TV Narendran, CEO of India’s Tata Steel, said that steel prices in the next few years may be much higher than the long-term prices in the past.
Narendran gave an example on the “CNBC” program that in the past seven or eight years, the average price of hot rolled coils was about 400 or 450 US dollars per ton. He predicts that the long-term average price in the next few years may exceed $600.
Under the recent surge in hot-rolled coils, Narendran said that the latest quotation last Friday was US$750 in China and US$850 in Southeast Asia.
He believes that prices will fluctuate within a certain range in the next few years, but the fluctuating prices will be higher than seen in the past.
Narendran explained that the steel market is undergoing some changes, including rising costs and the changing role of China in the market. In the past decade, steel was mainly exported from China, but now the stability of world steel trade is much higher.
Narendran said that during the peak period, China exported more steel than India produced.

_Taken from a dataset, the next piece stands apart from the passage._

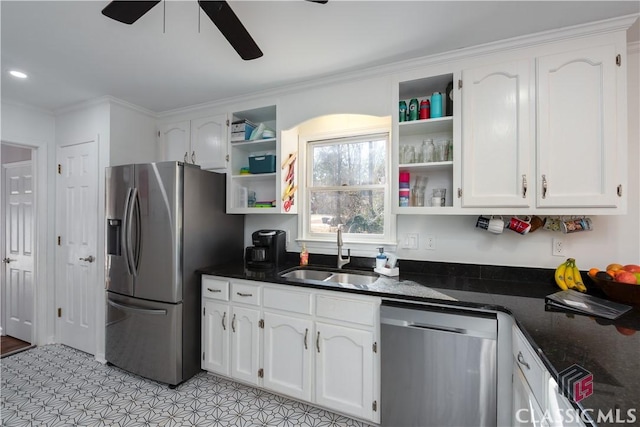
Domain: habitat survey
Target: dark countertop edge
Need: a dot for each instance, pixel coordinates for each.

Since then, China’s steel exports have halved to about 60 million tons per year, and as China pursues its net zero carbon emission target, exports may fall further.

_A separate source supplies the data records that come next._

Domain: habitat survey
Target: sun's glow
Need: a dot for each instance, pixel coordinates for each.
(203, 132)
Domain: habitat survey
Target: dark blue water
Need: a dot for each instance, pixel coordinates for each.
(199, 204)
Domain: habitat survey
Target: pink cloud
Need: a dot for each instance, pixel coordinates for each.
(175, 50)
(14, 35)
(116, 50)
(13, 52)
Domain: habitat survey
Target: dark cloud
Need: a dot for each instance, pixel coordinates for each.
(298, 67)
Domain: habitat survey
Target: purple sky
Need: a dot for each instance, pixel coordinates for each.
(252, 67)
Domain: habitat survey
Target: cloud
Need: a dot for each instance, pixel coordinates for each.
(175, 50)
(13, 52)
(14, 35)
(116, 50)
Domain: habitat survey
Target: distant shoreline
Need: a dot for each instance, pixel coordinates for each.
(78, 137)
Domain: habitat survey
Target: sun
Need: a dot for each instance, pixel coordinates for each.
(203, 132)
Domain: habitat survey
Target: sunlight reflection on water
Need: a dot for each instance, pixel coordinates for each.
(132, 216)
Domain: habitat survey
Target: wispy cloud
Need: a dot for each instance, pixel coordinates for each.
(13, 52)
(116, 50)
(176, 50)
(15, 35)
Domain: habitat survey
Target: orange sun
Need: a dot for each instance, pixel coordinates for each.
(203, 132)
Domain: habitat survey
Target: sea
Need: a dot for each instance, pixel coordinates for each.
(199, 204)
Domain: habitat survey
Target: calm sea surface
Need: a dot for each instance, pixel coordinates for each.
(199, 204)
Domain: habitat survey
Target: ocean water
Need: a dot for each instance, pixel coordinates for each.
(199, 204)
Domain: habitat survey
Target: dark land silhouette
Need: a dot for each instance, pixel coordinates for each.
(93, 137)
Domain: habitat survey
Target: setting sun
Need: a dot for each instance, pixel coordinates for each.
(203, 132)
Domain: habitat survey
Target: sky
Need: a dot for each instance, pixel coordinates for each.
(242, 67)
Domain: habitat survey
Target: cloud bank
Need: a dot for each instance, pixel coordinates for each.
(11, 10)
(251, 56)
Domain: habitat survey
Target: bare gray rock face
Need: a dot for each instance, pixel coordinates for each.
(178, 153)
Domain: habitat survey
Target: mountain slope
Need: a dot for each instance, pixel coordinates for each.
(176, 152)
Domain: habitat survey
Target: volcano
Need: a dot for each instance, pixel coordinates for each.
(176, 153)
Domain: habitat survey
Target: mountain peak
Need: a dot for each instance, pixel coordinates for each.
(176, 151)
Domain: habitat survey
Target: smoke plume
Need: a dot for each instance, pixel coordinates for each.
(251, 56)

At the same time, with the Western world investing in infrastructure and increasing demand for steel, US President Biden signed an infrastructure bill of more than $1 trillion this month.
He said that the growth of steel consumption this year comes from countries outside of China. This is the first time in many years that steel demand has not been promoted by China.
On the supply side, coal and iron ore are both raw materials for steel production. Due to rising coal prices, input costs are at historically high levels. But Narendran said that iron ore prices have weakened, and in the long run, the transaction price should fall to between US$100 and US$120 per ton.
Narendran said that increasing carbon costs in Europe may also push up steel prices. It is also expected that “the price of steel in the next 10 years will be much higher than the level of the past 10 years.”